Jeff's right that the classical Unix practice is a bit better than what Windows has always provided (even on Vista). In a lot of ways, Unix is in a better position because of things that are not directly related, but that do end up helping the issue in the end, like a better (simpler!) overall file system layout, and not having to deal with drive letters (or the stupid registry, for that matter).
However, even Unix suffers from user space pollution quite a bit, though in a different way than Windows user suffer. On Unix, the issue is mostly applications storing temporary and configuration data all over the user's home folder in hidden directories.
Different Kinds of Data
There are several problems that affect how Windows and Windows Applications handle the users directory. For me, however, the lack of good, clear guidelines and the way that application developers abuse the user's home folder are secondary issues.
The real problem to me is that very few developers (or the OS providers, for that matter) realize that there's different kinds of user-specific data, each one with different requirements and storage needs.
I see at least three different kinds of data you might want to store in some user-specific location:
- The user's own data (documents, videos, music, projects, etc.). Applications will produce and manipulate this data but they should not dictate where and how it has to be stored; that's the user's problem.
I hate it when applications insist on forcing a specific folder structure on me or on creating their own folders in my documents folder. Exactly because of this is that I've completely given up on using the "My Documents" folder on windows; and consider it pretty much a storage for temporary or throw-away data I don't care about (too many applications putting their crap there).
I should point out that this category, for me, is, for the most part, about data the user is explicitly aware he is creating, not about other crap the application might be producing as a side effect. In other words, if you're thinking about saving a new file without asking me for a location, don't even dream about storing it here.
Everything in this location is stuff I want to backup easily, without having to go around excluding folders created by tyrant applications.
- Application configuration data: This is basically your typical application user-specific settings. To me, data belonging here should be, unless something extraordinary is required, machine independent. This is the settings I simply want to take with me when I switch machines, or that I want to keep synchronized between machines to keep my applications working the same everywhere. Again, this is stuff I want to be able to backup easily without carrying extra loads of crap, but at the same time I don't want to have to deal with it (like navigate through it) unless I explicitly want to modify something here.
I very much prefer applications store their settings in the Unix-fashion: using simple text files (whatever the format). Even though windows stores the user registry hive file inside the user's profile directory, backing it up is mostly an exercise in futility and it is non-portable for the most part.
- Other stuff: This will be mostly temporary or cache data used by applications, that I should never have to backup or care about. If it's gone, the application should be able to recreate it as needed or simply work without it. Classical example: a browser's cache and history files.
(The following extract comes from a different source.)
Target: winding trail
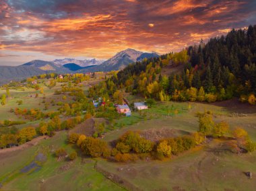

Some Unix applications, for example, intermingle this data with their applications settings, which is a big no-no. You don't want to have to worry about backing up your browser settings and ending up with 200MB of its cache in it.
There are probably other kinds of data I'm missing, but the key point is that they are different and should be stored separately. I really wish more application and OS developers started using something like the above discrimination. It would make our lives oh, so much simpler.